Tea Etiquette

I recently read an amusing little article in the New York Times about one tourist’s misconception of the English tradition of tea.

In it, the author makes the common mistake of confusing high tea and afternoon tea. High tea, which sounds very regal and la-di-da actually is another word for the evening meal- like supper (also just called “tea.” Now go find five usages in the Harry Potter books.). Afternoon tea is what we think of when we imagine having tea with the Queen (or am I the only one who imagines that?). My 18th birthday was actually celebrated with an afternoon tea party, because of course it was.

Afternoon tea became a thing in the early 19th century when the Duchess of Bedford found she was a little peckish in the late afternoons during a period where it wasn’t fashionable to have dinner until 8 in the evening. So she started having tea and some sandwiches and then invited some friends to join her and BOOM a defining cultural tradition is born.

High tea, the tea of the masses, was called such because it was served at a normal, high table, instead of the impractical little wobbly tables used by the aristocracy for their afternoon tea.

There is also a thing called a “cream tea” which is just scones with clotted cream and jam served with tea. I hadn’t heard of such a thing until I visited my sister when she was studying abroad in Brighton and we had it. Delightful! And much, much cheaper than the full afternoon tea spread.

Typically when you have afternoon tea, the food comes out in a particular order. Scones and clotted cream first, tiny sandwiches second, and little cakes and pastries third. Or they might come out all together on a big tier of plates and then you can eat in whichever order with reckless abandon. You will also be given a selection of teas and your own little pot of hot water to steep it in.

Some tea etiquette:

  • Sticking your pinkie out is an affectation, it should gently curve around the other fingers.

  • Eat scones the same way you would eat any roll at the table- break off bite sized pieces and put a small portion of cream and jam on and then eat and repeat.
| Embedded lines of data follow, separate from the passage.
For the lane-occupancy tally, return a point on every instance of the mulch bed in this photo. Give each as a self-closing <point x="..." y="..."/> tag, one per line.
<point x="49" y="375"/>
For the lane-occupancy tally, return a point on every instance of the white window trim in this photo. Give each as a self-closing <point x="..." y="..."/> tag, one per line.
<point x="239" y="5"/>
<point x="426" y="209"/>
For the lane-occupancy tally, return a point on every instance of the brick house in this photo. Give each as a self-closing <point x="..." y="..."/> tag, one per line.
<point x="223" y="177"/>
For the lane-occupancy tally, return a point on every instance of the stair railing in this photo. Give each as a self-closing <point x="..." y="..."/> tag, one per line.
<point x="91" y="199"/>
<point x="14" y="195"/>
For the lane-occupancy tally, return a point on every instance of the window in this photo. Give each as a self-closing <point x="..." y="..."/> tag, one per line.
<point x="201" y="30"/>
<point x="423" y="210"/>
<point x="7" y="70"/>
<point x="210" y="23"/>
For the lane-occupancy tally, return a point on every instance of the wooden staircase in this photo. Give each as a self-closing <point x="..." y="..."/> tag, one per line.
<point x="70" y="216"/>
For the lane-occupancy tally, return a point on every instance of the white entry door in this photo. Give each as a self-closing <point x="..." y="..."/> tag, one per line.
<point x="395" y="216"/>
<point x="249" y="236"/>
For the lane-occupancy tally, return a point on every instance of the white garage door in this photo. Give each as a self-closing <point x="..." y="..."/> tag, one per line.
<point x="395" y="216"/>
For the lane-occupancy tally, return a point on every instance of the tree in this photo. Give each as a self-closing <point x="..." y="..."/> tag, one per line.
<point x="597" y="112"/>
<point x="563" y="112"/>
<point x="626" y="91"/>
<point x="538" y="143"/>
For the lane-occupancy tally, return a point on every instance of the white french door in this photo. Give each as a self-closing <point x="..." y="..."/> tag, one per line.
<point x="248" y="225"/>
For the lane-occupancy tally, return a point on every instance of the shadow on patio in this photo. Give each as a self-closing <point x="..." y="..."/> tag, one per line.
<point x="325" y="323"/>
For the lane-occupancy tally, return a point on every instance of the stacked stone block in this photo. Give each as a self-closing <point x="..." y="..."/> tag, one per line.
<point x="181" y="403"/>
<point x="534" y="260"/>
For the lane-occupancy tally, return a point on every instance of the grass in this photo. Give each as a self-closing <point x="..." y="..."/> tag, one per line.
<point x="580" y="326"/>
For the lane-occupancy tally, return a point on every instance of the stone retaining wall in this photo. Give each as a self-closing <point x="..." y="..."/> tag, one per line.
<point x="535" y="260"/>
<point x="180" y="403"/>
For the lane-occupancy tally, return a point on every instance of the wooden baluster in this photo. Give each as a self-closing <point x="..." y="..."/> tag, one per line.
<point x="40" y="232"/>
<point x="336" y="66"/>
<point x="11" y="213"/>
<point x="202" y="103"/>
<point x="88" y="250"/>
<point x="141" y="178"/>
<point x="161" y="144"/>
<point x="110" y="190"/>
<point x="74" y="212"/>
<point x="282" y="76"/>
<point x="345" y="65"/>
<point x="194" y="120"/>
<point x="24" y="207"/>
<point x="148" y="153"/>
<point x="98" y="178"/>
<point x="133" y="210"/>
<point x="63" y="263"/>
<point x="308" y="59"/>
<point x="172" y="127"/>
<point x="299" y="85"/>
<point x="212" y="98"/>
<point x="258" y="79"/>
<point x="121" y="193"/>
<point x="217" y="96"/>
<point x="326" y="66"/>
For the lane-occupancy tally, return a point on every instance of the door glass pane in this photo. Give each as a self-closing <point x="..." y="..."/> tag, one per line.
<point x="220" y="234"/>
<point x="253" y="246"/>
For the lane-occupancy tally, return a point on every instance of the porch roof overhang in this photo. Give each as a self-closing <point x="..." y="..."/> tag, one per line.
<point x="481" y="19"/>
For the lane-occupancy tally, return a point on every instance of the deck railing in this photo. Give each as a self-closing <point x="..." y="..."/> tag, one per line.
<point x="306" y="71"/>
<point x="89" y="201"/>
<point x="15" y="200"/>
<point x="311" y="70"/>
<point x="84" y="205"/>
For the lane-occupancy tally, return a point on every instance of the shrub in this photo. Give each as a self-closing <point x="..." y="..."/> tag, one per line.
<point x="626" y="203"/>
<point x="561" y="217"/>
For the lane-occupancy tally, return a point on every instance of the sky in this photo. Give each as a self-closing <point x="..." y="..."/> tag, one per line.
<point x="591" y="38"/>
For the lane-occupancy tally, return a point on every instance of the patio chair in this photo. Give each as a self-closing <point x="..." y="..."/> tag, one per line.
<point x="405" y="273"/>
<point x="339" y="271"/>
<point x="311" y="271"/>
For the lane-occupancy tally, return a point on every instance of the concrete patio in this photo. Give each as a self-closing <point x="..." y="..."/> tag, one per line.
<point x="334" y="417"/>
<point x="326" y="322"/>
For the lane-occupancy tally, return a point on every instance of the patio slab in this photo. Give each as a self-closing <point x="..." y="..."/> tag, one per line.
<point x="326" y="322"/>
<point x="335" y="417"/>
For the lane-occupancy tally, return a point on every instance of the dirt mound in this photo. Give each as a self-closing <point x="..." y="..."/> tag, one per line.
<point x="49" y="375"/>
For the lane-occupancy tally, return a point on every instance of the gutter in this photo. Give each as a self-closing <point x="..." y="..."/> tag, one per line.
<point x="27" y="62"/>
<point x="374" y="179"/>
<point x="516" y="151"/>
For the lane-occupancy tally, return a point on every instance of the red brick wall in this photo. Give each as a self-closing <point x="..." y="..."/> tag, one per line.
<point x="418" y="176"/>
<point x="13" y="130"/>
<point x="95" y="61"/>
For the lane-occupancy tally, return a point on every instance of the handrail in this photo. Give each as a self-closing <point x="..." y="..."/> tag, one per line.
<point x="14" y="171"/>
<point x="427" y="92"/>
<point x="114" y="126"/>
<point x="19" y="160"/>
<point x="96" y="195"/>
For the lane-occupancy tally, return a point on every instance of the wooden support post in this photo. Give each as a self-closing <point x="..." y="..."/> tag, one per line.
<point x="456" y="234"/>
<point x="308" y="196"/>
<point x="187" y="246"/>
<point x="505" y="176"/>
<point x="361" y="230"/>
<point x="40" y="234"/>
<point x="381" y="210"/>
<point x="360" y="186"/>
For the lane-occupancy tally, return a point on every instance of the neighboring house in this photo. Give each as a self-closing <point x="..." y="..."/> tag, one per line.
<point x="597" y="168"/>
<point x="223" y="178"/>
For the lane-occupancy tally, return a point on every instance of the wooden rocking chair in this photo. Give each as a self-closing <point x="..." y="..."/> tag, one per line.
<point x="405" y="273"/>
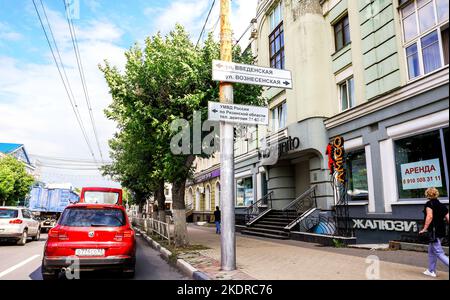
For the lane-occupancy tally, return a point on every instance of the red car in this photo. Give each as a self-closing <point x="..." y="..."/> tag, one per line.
<point x="90" y="237"/>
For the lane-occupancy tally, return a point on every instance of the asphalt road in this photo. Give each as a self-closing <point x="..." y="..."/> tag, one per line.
<point x="24" y="263"/>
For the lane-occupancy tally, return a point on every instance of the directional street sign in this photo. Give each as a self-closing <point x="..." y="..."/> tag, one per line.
<point x="254" y="75"/>
<point x="240" y="114"/>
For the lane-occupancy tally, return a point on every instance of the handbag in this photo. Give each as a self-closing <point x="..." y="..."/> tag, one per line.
<point x="428" y="237"/>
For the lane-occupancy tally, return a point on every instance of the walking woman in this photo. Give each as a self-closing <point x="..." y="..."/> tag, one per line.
<point x="435" y="228"/>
  • Look into your tea cup when sipping instead of staring at your companions.

  • Don’t leave your spoon in your cup, rest it on the saucer.

  • If you are provided with a tea strainer, rest it over the top of your cup, pour the tea through it into the cup, and remove the strainer. There should be a little dish to put the wet strainer on.

  • Traditionally, milk was put in the cup before the tea because older teacups had a tendency to crack when the hot tea was added. However, both are acceptable today, according to your own taste.

  • If the sugar is served in cubes, use the provided tongs to serve yourself instead of your spoon or fingers.

  • If lemon wedges are provided, they might be tied up in a cheesecloth so that they can be squeezed without the seeds flying out. Place used lemon wedges on the side of your saucer if there is no plate provided for them.

  • The spout of the teapot should face the host(ess) when using one teapot for a group.

  • When sipping your tea, lift only your cup and leave the saucer on the table.


2 thoughts on “Tea Etiquette

  1. I was taught to eat a scone by tearing a whole scone in half round the middle, with cutting it being a huge insult, then spreading each half with jam and cream. They were then eaten like a pastry.

    • While that is a delicious way to eat a scone (and I do it myself in private), in public all breads should be torn into bite sized pieces and spread with butter/cream/whatever before being eaten. A lot of people don’t realize it, because it DOES seem counter-intuitive, but it is a pretty important part of table manners that has definitely not gone away.